Eve gitmeden önce bir şeyler yemek için meydanda indim. Yağış hafiflemişti. Bir yerde yemek yiyip ana caddeden yürüyerek eve yöneldim. Trafik hâlâ yoğundu. 


Eve geldim, hızla soyunup dökünüp salona geçtim. Ayaklarımı uzatıp televizyonu açtım. Kanallar arasında gezindim. Laf olsun diye izliyordum. Eskiden beri yaptığım bir şeydi. Bir otoyol kenarında oturup hızla gelip geçen araçlara öylesine bakar gibi bakardım televizyona. Özellikle izlediğim bir şey yoktu. 


Birden e-posta yazılı para geldi aklıma. “Ya gerçekten dolandırıcılık amaçlı değilse!” diye düşündüm. Bir mesaj atsam ne olabilirdi ki? Kuşku eşiğini aştığım an yanıt vermezdim.


Cüzdandan parayı alıp salona döndüm. Paranın sağ alt tarafına tükenmezle yazılmıştı. Anlamlı bir sözcük değildi. Bazı harfler ve rakamlar karışık olarak sıralanmıştı. Bu, kuşkumu daha da arttırsa da merakım ağır bastı. Kuşku ve merak karşılaştığında kuşku her zaman galip gelirdi ama bu kez yenilmişti. “Hım, kuşkulu bir durum!” 


Telefonu aldım, e-postama girdim, paradaki adresi yazdım. Konuya ve içeriğe ne yazacağımı düşündüm. Birkaç şey yazıp sildim. Sonunda konuya “Banknot”, içeriğe de “Para bende.” yazdım. Parmağım gönder tuşuna gidip geldi birkaç kez. Durdum, bekledim. Soldaki boşluğa atlayan dolmuş canlandı zihnimde. “Yürüsene be!” Gaza basar gibi bastım göndere. 


“İletiniz gönderildi.” bildirimi içimi ürpertti. Bugüne dek koyu şüpheciliğim sayesinde birçok saçmalıktan ve beladan uzak durmayı başarmıştım. “Takılıp düşmemenin en güvenilir yolu, bilmediğin yolda yürümemektir.” düsturuyla hareket etmiştim hep. 


Yüzüm ısınmıştı yine, alnımda ter damlacıkları toplanıyordu. Ani bir kararla ana ekran tuşuna basıp e-postadan çıktım. Dolmuş şoförünün aynada sırıtan gülümsemesi geldi gözümün önüne. 
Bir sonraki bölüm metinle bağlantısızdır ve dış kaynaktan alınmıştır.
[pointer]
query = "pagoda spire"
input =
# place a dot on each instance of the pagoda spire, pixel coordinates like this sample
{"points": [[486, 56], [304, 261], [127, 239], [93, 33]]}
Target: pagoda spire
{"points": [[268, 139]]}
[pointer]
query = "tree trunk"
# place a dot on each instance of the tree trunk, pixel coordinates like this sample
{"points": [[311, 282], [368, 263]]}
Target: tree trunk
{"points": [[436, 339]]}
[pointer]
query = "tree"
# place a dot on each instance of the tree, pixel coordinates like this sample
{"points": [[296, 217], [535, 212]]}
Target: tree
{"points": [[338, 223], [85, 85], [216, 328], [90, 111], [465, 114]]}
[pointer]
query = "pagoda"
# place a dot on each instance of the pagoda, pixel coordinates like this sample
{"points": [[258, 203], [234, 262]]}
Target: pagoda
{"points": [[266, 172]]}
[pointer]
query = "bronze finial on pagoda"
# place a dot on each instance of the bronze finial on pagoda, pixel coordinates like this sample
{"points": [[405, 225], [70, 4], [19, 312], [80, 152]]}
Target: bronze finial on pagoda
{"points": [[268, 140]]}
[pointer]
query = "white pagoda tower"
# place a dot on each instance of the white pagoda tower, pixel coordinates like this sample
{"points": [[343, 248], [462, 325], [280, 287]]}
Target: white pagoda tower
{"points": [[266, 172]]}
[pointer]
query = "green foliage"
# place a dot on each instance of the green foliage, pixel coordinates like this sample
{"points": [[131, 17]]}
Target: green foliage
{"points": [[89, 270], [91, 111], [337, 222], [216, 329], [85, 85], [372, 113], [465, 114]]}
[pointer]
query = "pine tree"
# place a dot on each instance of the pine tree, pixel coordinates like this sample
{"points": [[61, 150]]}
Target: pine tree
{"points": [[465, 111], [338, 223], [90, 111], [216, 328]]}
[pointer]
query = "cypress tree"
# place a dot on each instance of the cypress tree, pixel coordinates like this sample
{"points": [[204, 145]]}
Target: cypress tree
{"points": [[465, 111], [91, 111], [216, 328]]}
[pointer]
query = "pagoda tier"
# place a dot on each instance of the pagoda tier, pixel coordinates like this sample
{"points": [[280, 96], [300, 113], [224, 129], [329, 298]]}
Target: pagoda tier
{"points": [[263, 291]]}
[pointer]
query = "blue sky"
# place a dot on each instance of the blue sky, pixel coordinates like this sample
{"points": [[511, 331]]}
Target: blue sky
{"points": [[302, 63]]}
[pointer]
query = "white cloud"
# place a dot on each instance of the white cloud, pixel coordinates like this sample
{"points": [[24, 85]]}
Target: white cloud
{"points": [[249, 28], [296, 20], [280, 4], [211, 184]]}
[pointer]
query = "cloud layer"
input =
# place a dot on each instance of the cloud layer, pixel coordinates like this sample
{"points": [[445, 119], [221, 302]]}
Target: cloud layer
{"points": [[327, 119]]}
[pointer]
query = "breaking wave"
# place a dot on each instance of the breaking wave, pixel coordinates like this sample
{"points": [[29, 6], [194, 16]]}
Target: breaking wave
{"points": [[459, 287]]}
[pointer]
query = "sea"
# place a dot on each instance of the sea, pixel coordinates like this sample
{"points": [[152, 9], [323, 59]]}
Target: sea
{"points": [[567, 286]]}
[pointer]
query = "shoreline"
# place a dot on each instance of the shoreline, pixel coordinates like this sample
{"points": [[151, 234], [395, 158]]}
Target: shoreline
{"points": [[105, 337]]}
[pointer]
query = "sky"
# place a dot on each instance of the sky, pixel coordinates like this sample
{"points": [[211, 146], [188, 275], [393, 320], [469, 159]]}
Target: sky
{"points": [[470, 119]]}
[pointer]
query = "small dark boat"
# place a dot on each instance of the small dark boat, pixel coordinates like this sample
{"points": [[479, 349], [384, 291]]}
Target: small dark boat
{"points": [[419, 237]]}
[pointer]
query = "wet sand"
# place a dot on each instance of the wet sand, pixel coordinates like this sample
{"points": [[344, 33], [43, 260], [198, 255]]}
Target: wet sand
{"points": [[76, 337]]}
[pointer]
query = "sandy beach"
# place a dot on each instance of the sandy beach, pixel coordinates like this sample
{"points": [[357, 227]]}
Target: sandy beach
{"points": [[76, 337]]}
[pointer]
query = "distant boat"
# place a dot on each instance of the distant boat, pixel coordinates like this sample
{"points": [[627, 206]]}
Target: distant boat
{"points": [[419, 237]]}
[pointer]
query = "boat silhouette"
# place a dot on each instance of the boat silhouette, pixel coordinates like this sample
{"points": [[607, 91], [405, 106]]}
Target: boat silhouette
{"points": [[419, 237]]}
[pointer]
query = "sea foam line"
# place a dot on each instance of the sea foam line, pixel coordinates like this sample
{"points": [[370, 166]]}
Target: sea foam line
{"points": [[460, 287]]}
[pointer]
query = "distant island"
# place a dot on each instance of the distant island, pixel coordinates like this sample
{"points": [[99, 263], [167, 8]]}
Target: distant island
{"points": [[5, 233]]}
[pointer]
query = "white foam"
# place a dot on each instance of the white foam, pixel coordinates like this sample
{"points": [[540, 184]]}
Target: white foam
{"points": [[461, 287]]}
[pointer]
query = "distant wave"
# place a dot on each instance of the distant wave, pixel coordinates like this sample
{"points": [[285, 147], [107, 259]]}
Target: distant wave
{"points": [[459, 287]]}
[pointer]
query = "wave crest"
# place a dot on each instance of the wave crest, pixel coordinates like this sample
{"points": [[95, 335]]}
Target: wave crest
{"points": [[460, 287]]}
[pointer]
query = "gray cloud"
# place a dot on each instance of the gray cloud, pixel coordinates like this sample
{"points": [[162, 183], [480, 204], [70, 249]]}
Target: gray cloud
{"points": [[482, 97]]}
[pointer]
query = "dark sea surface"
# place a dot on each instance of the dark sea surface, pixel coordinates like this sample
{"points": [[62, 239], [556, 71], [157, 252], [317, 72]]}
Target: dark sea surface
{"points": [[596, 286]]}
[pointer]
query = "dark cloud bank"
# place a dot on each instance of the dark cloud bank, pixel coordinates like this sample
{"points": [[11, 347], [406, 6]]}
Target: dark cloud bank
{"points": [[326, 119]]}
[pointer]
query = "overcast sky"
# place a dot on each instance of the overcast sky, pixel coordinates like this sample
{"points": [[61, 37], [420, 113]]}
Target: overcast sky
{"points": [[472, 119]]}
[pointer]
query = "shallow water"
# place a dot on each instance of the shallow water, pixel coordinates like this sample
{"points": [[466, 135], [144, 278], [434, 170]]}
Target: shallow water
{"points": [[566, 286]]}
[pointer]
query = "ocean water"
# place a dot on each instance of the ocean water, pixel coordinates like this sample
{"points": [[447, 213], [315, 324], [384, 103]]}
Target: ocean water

Zaten yanıt gelmez, diye düşündüm. Gelse de karşılık vermezdim. Israrcı olursa engellerdim. E-postamı değiştirmeye kadar giderdim. 


Televizyona döndüm. Dizi dizi diziler… Kimisi modern iş merkezlerinde geçiyordu. Patron-çalışan ilişkileri hiç olmadığı kadar samimiydi. Sakar ama şirin kızlar önemli işleri kotarıyordu. Vücut geliştirme çalışmayan ve saçları şampuan reklamlarındakiler gibi olmayan erkekler işe alınmıyordu. Bir günün süresi 40 saat falandı, her şeye zaman yetiyordu. Kimi dizilerde de akıl almaz rastlantılar yaşanıyordu. İnsanların iş yerleri, evleri, takıldıkları mekanlar, spor salonları, girip çıktıkları tüm dükkanlar sanki aynı devasa yapının içindeydi. Sık sık karşılaşmamak saygısızlık gibiydi.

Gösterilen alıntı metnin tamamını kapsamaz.